Graph sub-sampling for divide-and-conquer algorithms in large networks

Eric Yanchenko
2024-09-11
Abstract:As networks continue to increase in size, current methods must be capable of handling large numbers of nodes and edges in order to be practically relevant. Instead of working directly with the entire (large) network, analyzing sub-networks has become a popular approach. Due to a network's inherent inter-connectedness, sub-sampling is not a trivial task. While this problem has gained attention in recent years, it has not received sufficient attention from the statistics community. In this work, we provide a thorough comparison of seven graph sub-sampling algorithms by applying them to divide-and-conquer algorithms for community structure and core-periphery (CP) structure. After discussing the various algorithms and sub-sampling routines, we derive theoretical results for the mis-classification rate of the divide-and-conquer algorithm for CP structure under various sub-sampling schemes. We then perform extensive experiments on both simulated and real-world data to compare the various methods. For the community detection task, we found that sampling nodes uniformly at random yields the best performance. For CP structure on the other hand, there was no single winner, but algorithms which sampled core nodes at a higher rate consistently outperformed other sampling routines, e.g., random edge sampling and random walk sampling. The varying performance of the sampling algorithms on different tasks demonstrates the importance of carefully selecting a sub-sampling routine for the specific application.
Social and Information Networks,Computation
What problem does this paper attempt to address?

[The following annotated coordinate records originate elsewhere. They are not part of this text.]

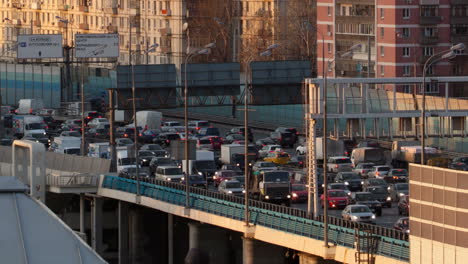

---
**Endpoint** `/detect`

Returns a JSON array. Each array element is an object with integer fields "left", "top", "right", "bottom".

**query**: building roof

[{"left": 0, "top": 176, "right": 106, "bottom": 264}]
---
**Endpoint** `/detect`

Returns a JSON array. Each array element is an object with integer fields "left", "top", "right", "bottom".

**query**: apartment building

[{"left": 317, "top": 0, "right": 468, "bottom": 95}]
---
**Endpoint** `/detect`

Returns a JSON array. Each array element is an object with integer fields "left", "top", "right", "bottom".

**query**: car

[
  {"left": 213, "top": 170, "right": 237, "bottom": 186},
  {"left": 149, "top": 157, "right": 177, "bottom": 174},
  {"left": 367, "top": 165, "right": 392, "bottom": 179},
  {"left": 258, "top": 145, "right": 283, "bottom": 158},
  {"left": 351, "top": 192, "right": 382, "bottom": 216},
  {"left": 115, "top": 138, "right": 133, "bottom": 147},
  {"left": 341, "top": 204, "right": 375, "bottom": 224},
  {"left": 322, "top": 184, "right": 351, "bottom": 196},
  {"left": 252, "top": 161, "right": 278, "bottom": 172},
  {"left": 335, "top": 172, "right": 362, "bottom": 192},
  {"left": 263, "top": 151, "right": 291, "bottom": 165},
  {"left": 88, "top": 118, "right": 110, "bottom": 127},
  {"left": 320, "top": 189, "right": 349, "bottom": 209},
  {"left": 398, "top": 195, "right": 409, "bottom": 215},
  {"left": 138, "top": 150, "right": 155, "bottom": 167},
  {"left": 218, "top": 181, "right": 245, "bottom": 196},
  {"left": 181, "top": 174, "right": 207, "bottom": 189},
  {"left": 270, "top": 132, "right": 296, "bottom": 148},
  {"left": 353, "top": 163, "right": 375, "bottom": 178},
  {"left": 388, "top": 183, "right": 409, "bottom": 202},
  {"left": 393, "top": 217, "right": 409, "bottom": 234},
  {"left": 220, "top": 164, "right": 244, "bottom": 175},
  {"left": 364, "top": 186, "right": 392, "bottom": 208},
  {"left": 291, "top": 184, "right": 309, "bottom": 203},
  {"left": 226, "top": 127, "right": 253, "bottom": 142},
  {"left": 327, "top": 156, "right": 353, "bottom": 172},
  {"left": 384, "top": 169, "right": 409, "bottom": 183},
  {"left": 223, "top": 134, "right": 245, "bottom": 144},
  {"left": 448, "top": 157, "right": 468, "bottom": 171},
  {"left": 362, "top": 178, "right": 388, "bottom": 189}
]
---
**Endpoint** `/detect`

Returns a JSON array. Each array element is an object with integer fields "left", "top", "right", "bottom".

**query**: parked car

[
  {"left": 320, "top": 190, "right": 349, "bottom": 209},
  {"left": 335, "top": 172, "right": 362, "bottom": 192},
  {"left": 388, "top": 183, "right": 409, "bottom": 202},
  {"left": 353, "top": 163, "right": 375, "bottom": 178},
  {"left": 393, "top": 217, "right": 409, "bottom": 234},
  {"left": 398, "top": 195, "right": 409, "bottom": 215},
  {"left": 291, "top": 184, "right": 309, "bottom": 203},
  {"left": 218, "top": 181, "right": 245, "bottom": 196},
  {"left": 367, "top": 165, "right": 392, "bottom": 179},
  {"left": 341, "top": 204, "right": 375, "bottom": 223},
  {"left": 327, "top": 156, "right": 353, "bottom": 172},
  {"left": 351, "top": 192, "right": 382, "bottom": 216}
]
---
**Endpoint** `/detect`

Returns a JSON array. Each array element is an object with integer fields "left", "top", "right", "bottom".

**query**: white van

[{"left": 156, "top": 166, "right": 184, "bottom": 182}]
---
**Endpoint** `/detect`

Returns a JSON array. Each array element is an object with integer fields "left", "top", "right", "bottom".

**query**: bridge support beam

[
  {"left": 91, "top": 197, "right": 103, "bottom": 255},
  {"left": 117, "top": 201, "right": 128, "bottom": 264}
]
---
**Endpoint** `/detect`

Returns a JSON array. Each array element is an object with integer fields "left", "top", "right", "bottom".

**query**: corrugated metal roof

[{"left": 0, "top": 176, "right": 106, "bottom": 264}]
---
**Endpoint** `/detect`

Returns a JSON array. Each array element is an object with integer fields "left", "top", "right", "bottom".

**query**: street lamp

[
  {"left": 421, "top": 43, "right": 465, "bottom": 165},
  {"left": 183, "top": 22, "right": 216, "bottom": 208},
  {"left": 244, "top": 44, "right": 279, "bottom": 226}
]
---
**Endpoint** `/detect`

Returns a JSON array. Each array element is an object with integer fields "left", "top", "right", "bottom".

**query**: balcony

[
  {"left": 78, "top": 5, "right": 89, "bottom": 13},
  {"left": 80, "top": 23, "right": 89, "bottom": 30},
  {"left": 421, "top": 34, "right": 439, "bottom": 45},
  {"left": 419, "top": 16, "right": 442, "bottom": 25}
]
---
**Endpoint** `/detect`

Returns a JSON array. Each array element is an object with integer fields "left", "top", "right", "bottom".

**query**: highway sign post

[{"left": 16, "top": 35, "right": 63, "bottom": 59}]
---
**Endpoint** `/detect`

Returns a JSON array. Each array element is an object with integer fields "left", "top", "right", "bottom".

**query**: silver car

[{"left": 341, "top": 204, "right": 375, "bottom": 224}]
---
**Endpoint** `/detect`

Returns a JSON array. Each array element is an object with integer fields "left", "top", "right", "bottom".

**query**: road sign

[
  {"left": 75, "top": 34, "right": 119, "bottom": 58},
  {"left": 16, "top": 35, "right": 63, "bottom": 59}
]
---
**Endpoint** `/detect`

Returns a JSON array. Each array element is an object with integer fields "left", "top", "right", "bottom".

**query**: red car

[
  {"left": 213, "top": 170, "right": 237, "bottom": 186},
  {"left": 320, "top": 190, "right": 349, "bottom": 209},
  {"left": 291, "top": 184, "right": 308, "bottom": 203}
]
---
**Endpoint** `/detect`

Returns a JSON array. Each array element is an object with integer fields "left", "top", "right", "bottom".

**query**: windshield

[
  {"left": 164, "top": 168, "right": 182, "bottom": 175},
  {"left": 292, "top": 184, "right": 307, "bottom": 191},
  {"left": 351, "top": 206, "right": 370, "bottom": 213},
  {"left": 226, "top": 182, "right": 241, "bottom": 189},
  {"left": 264, "top": 171, "right": 289, "bottom": 182},
  {"left": 328, "top": 191, "right": 347, "bottom": 197}
]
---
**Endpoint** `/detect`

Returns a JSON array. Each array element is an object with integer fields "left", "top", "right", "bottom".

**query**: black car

[
  {"left": 364, "top": 186, "right": 392, "bottom": 208},
  {"left": 270, "top": 132, "right": 295, "bottom": 148},
  {"left": 351, "top": 192, "right": 382, "bottom": 216},
  {"left": 335, "top": 172, "right": 362, "bottom": 192}
]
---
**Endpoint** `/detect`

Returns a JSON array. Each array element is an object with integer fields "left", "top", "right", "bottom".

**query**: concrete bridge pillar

[{"left": 188, "top": 222, "right": 230, "bottom": 264}]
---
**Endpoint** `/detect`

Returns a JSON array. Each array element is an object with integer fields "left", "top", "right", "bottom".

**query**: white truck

[
  {"left": 88, "top": 142, "right": 110, "bottom": 159},
  {"left": 136, "top": 111, "right": 162, "bottom": 129},
  {"left": 12, "top": 115, "right": 46, "bottom": 137},
  {"left": 51, "top": 137, "right": 81, "bottom": 155},
  {"left": 221, "top": 144, "right": 245, "bottom": 164},
  {"left": 16, "top": 99, "right": 44, "bottom": 115}
]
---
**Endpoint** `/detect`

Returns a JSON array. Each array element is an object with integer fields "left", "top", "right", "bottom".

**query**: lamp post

[
  {"left": 244, "top": 44, "right": 279, "bottom": 226},
  {"left": 183, "top": 22, "right": 216, "bottom": 208},
  {"left": 421, "top": 43, "right": 465, "bottom": 165}
]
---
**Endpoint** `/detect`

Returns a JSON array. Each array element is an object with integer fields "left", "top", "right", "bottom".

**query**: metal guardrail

[
  {"left": 102, "top": 176, "right": 409, "bottom": 261},
  {"left": 47, "top": 174, "right": 99, "bottom": 187}
]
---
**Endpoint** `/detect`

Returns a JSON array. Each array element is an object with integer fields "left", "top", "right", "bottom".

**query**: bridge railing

[{"left": 102, "top": 176, "right": 409, "bottom": 261}]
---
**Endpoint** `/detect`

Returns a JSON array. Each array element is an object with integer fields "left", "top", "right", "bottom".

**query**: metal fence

[{"left": 102, "top": 175, "right": 409, "bottom": 261}]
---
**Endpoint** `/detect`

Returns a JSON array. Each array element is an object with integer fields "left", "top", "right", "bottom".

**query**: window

### What problem does this paper attempt to solve? This paper aims to solve the problem of graph sub - sampling in large - scale network analysis. As the scale of networks continues to increase, existing methods need to be able to handle a large number of nodes and edges in order to have practical application value. It is usually impractical to directly analyze the entire large - scale network, so analyzing sub - networks has become a popular method. However, due to the complex inter - connectivity of the network itself, sub - sampling is not a simple problem. Specifically, this paper focuses on the following points: 1. **Importance of sub - sampling**: Sub - sampling is crucial in large - scale network analysis because it can break down large - scale data sets into multiple smaller data sets for processing, thereby significantly improving computational efficiency. However, choosing an appropriate sub - sampling method is very important for maintaining network structure characteristics and ensuring the effectiveness of analysis results. 2. **Comparison of sub - sampling methods**: The author compares seven sub - sampling algorithms and applies them to divide - and - conquer algorithms to identify community structure and core - periphery (CP) structure. Through theoretical analysis and experimental verification, the performance of different sub - sampling methods in these tasks is evaluated. 3. **Theoretical analysis**: The author derives theoretical results of the mis - classification rate of the divide - and - conquer algorithm for CP structure under different sub - sampling schemes. This helps to understand the impact of different sub - sampling methods on algorithm performance. 4. **Empirical research**: Through extensive experiments on simulated data and real - world data, the effects of various sub - sampling methods are compared. The results show that for the community detection task, random node sampling performs best; while for the CP structure identification task, algorithms that sample core nodes with a higher probability (such as edge sampling and random walk sampling) usually perform better. In conclusion, this paper attempts to provide guidance on how to select the most appropriate sub - sampling strategy in large - scale network analysis by systematically comparing different sub - sampling methods to ensure efficiency and accuracy in different tasks.